Not only do you get incredible food and drink, those in attendance get to enjoy live music, talks by leaders in gastronomy and sustainability, as well as workshops by innovative professionals; this year’s edition featured open classes all focused on fermentations, from kombucha (Mucha Kombucha) to chocolate and coffee infusions (SlowMov Coffee), sourdough breads (Triticum) and also mead. The one-on-one attention from experts in their respective fields is a unique, fulfilling experience that’s simply not to be missed.


  • Xesc Reina (Can Company, Mallorca): one of the main sobrassada artisans in the country; sobrassada is a dry meat similar to chorizo; served a delicious ensaimada with chocolate sobrassada along with a selection of sobrasadas and sausages.
  • Manu Yebras (Josper, Catalonia): COO of Josper, which has become a world leader and can be found in more than 125 countries; he and his team prepared Wagyu meat, Canary Island sea bass and Maresme vegetables in his Josper ovens; his experience as a festival attendee last year is what convinced him to participate as a protagonist this year.
  • Eduardo Sousa (La Patería de Sousa, Extremadura): makes foie gras with a certificate of ethical production; his artisanal technique to make a product that respects animals has made waves the world; served his ethical foie gras “micuit” and 100% Bellota goose ham.
  • Clara Diez (Fromaje, Madrid): one of the outstanding young talents in gastronomy today; she served a selection of artisanal cheeses.
  • Curro Ulzurrun (Cobardes y Gallinas, Castilla y León): raises native and endangered chickens to obtain top quality organic eggs that are consumed at Michelin-star restaurants; served fried eggs with truffle.
  • Carlos Piernas, (Carpier, Catalonia): the 2022 Ambassador of Honor and repeated as a protagonist this year; presented his new product of smoked preserves he’s been researching for more than three years; served three different preparations of salmon.
  • Javier González (Ternura, Galicia): master of the traditional Galician empanada; served five different mouth-watering versions of them.
  • Hervé Corvitto (Gelats Angelo, Girona): widely recognized in the sector for his innovative ice cream flavors; served three different flavors at the festival, including a sea urchin ice cream with prawn coulis.
  • Daniel Álvarez (Dalúa, Valencia): well-decorated, master pastry chef who specializes in the art of making puff pastry; served his incredible cream millefeuille with inverted puff pastry.
  • Xevi Ramón (Triticum, Catalonia): a master bread maker whose bakery specializes in providing the best bread to the hospitality, restaurant, hotel and catering sector; provided his artisanal breads that accompanied the entire festival menu.
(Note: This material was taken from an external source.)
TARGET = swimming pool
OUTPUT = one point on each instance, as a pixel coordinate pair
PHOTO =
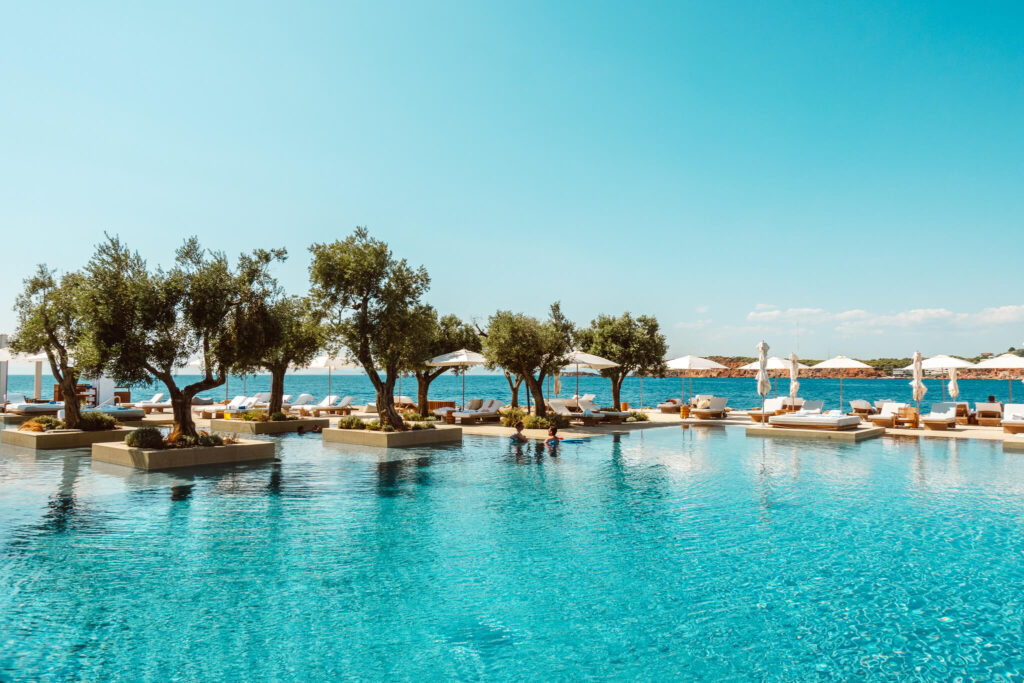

As mentioned earlier, each of these ten culinary artists brought their incredible products and dishes along with their palpable passion, which helped attendees feel well taken care of along this memorable gastronomic trip. Their energy and eagerness was contagious, and truly made the experience worth it.


OríGenes wanted those in attendance to “feel” the gastronomy, thanks to the proximity and conversation with its producers, allowing them to “discover” new products and talents and, thus, “create” a better and more sustainable future for gastronomy. It seems clear that they accomplished exactly that.

Hopefully this summary of the 2022 edition serves to encourage you to attend next year’s festival. We realize that the 195€ ticket price seems pretty steep, but, if you think about the range and quality of the food you get, along with the face-to-face with Spain’s top food artisans and producers, and then add on the unlimited drinks, live music, free workshops, talks, and simply the oasis-like setting its housed at, oríGenes more than takes care of you in order to ensure that those almost-200 euros were exceedingly well spent.